# Benibachi Planaria Zero treatment?



## Matuva (Jun 8, 2015)

You're right moving the nerites in another tank: they won't survive to a planaria treatment.

That being said, once you get rid of planarias, and after water change, you would have to filter on active carbon at least 3 weeks before reintroducing them. Don't ask how I know ><


----------



## ILikeRice (Jul 9, 2017)

You need to dose twice btw to kill the unborns  GL!


----------



## JusticeBeaver (Oct 28, 2017)

ILikeRice said:


> You need to dose twice btw to kill the unborns  GL!


Thanks, I might hold off. I'm not convinced that they're planaria and now I think they're Rhabdocoela Flatworms. A little unsightly but there haven't been that many and if they're harmless there's no point in stressing out my tank.


----------



## JusticeBeaver (Oct 28, 2017)

Bumping myself because I discovered that I have hydra in my tank now too in additional to literally everything else. The berried female I received successfully hatched her eggs so now in the interest of protecting the babies and all future babies in my tank I decided to go ahead and nuke it with the white Asian powder stuff. 

Things I want to kill:
Pest snails
Hydra
Planaria?
Scutariella

Things I don't want to kill:
Baby shrimp
Adult shrimp
Nerite snails (rehomed for now)
Plants

I will report back when the treatment is finished. I did have a couple of mysterious shrimp deaths which hydra could explain, they also had scutariella when I recovered the bodies which probably didn't help their health at all.


----------



## Zoidburg (Mar 8, 2016)

At minimum, it will kill hydra, planaria and scutariella. It may not kill pest snails or rhabdocoela flatworms, though...
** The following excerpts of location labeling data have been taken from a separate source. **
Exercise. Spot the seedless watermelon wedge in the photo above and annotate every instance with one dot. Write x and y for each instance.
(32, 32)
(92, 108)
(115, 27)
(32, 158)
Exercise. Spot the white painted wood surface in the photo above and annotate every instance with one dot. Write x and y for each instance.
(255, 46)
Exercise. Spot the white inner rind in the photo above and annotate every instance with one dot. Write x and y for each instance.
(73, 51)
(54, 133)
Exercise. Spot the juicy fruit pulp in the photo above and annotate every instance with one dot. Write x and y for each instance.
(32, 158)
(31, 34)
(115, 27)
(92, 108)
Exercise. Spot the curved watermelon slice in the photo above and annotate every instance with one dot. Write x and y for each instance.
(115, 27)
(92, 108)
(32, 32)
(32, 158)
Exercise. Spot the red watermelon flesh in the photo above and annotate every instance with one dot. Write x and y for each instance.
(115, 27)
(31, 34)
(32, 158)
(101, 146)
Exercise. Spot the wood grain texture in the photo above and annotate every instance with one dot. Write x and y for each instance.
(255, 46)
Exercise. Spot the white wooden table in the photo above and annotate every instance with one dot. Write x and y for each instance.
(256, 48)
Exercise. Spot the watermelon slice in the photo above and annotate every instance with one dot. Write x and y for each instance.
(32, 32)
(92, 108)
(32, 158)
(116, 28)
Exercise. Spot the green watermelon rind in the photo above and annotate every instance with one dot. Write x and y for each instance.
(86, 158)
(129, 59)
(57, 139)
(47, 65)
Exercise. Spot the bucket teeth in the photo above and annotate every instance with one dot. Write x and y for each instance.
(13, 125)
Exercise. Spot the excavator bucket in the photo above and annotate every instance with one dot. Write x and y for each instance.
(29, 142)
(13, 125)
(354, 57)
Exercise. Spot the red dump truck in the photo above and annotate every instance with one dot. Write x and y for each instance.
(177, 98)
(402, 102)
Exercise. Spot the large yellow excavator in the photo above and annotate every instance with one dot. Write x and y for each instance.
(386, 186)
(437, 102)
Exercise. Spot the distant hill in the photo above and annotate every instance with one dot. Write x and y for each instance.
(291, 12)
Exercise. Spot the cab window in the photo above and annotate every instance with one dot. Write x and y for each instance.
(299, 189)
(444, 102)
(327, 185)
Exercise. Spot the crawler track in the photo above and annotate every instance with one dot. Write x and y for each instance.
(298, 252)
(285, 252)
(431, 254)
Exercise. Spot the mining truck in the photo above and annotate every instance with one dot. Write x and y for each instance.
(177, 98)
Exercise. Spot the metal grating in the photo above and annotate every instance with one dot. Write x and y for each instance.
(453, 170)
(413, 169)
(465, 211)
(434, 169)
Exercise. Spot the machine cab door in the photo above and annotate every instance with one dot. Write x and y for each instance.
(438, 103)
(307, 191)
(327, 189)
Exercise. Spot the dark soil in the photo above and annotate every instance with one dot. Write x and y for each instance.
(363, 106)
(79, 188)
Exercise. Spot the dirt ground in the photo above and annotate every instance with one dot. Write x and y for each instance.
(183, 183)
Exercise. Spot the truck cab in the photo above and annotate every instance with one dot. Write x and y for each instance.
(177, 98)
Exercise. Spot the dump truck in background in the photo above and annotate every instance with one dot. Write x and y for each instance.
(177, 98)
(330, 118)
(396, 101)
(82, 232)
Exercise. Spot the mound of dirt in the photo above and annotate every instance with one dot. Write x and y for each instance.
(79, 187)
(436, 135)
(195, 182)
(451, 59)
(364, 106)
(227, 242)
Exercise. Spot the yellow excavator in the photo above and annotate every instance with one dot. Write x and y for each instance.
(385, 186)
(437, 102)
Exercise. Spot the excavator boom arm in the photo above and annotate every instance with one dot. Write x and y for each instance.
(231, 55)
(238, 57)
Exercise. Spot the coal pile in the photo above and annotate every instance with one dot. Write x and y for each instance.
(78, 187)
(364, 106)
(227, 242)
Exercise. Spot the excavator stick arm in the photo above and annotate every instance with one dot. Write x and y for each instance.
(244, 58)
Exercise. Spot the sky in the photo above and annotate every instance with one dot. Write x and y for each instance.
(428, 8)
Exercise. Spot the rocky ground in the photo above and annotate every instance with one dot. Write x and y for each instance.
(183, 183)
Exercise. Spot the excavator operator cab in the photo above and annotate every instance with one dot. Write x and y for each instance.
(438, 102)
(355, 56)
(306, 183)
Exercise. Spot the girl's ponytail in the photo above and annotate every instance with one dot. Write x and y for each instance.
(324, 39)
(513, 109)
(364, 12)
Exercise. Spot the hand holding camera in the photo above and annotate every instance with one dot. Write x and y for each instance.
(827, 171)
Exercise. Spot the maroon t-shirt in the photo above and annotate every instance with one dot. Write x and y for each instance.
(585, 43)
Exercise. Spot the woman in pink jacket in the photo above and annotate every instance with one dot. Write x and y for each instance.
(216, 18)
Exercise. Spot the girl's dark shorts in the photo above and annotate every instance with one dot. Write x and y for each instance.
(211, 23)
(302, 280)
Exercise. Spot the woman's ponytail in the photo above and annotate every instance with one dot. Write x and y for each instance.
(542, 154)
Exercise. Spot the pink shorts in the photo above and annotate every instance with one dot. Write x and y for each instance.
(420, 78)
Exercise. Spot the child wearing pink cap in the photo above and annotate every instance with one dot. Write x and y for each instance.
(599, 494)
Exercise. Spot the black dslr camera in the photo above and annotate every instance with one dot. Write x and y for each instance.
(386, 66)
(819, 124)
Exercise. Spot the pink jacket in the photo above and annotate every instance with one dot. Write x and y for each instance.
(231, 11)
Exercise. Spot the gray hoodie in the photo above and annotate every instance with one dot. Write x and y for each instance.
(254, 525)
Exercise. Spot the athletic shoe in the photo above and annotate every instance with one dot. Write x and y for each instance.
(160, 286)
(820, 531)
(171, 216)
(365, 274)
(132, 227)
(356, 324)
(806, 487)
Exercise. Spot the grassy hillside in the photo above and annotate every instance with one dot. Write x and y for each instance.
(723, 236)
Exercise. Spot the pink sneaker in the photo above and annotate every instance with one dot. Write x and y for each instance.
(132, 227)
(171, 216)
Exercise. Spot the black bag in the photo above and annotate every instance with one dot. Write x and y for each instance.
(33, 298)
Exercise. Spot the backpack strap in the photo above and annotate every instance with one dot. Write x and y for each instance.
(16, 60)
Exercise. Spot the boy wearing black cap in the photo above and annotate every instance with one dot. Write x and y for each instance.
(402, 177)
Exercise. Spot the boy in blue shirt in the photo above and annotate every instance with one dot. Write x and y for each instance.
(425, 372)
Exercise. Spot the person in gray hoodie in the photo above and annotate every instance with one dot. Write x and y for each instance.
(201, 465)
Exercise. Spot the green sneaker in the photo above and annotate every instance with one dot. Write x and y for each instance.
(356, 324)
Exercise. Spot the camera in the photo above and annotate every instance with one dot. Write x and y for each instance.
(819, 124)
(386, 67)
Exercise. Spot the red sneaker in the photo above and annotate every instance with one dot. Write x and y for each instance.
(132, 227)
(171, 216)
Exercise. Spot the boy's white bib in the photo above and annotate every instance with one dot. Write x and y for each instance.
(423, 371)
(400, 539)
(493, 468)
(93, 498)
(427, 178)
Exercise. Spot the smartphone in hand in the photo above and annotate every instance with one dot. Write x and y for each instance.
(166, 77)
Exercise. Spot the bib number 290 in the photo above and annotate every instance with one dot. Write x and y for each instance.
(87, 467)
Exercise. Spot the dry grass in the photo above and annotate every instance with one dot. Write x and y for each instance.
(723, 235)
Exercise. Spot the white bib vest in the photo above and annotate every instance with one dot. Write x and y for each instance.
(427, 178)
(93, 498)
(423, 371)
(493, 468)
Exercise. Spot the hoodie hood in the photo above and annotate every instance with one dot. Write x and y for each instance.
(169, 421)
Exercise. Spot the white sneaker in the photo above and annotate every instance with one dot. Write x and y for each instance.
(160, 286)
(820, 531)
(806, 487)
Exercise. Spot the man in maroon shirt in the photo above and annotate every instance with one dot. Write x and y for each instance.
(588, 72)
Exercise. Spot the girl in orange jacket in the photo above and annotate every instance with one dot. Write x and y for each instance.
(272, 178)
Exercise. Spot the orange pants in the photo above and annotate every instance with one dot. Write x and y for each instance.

Be sure you've got plenty of aeration in the tank during treatment.


----------



## JusticeBeaver (Oct 28, 2017)

Zoidburg said:


> At minimum, it will kill hydra, planaria and scutariella. It may not kill pest snails or rhabdocoela flatworms, though...
> 
> 
> Be sure you've got plenty of aeration in the tank during treatment.


Yep, threw in an airstone along with the agitation in from my HOB. Shrimp appear to be fine including the baby shrimp. Pond snails appear to be unaffected after one treatment. I scrapped the hydra off the glass before treatment so I'm unsure if the hydra are killed or not. I will do the full three day treatment then do 20% water changes for 4 days with carbon added to my filter before adding my nerites back in. The powder didn't seem incredibly soluble so hopefully it doesn't linger in the substrate or filter.


----------



## Cobra LA (Oct 30, 2017)

Did it kill the pest Snails after dosing it 3 times?


----------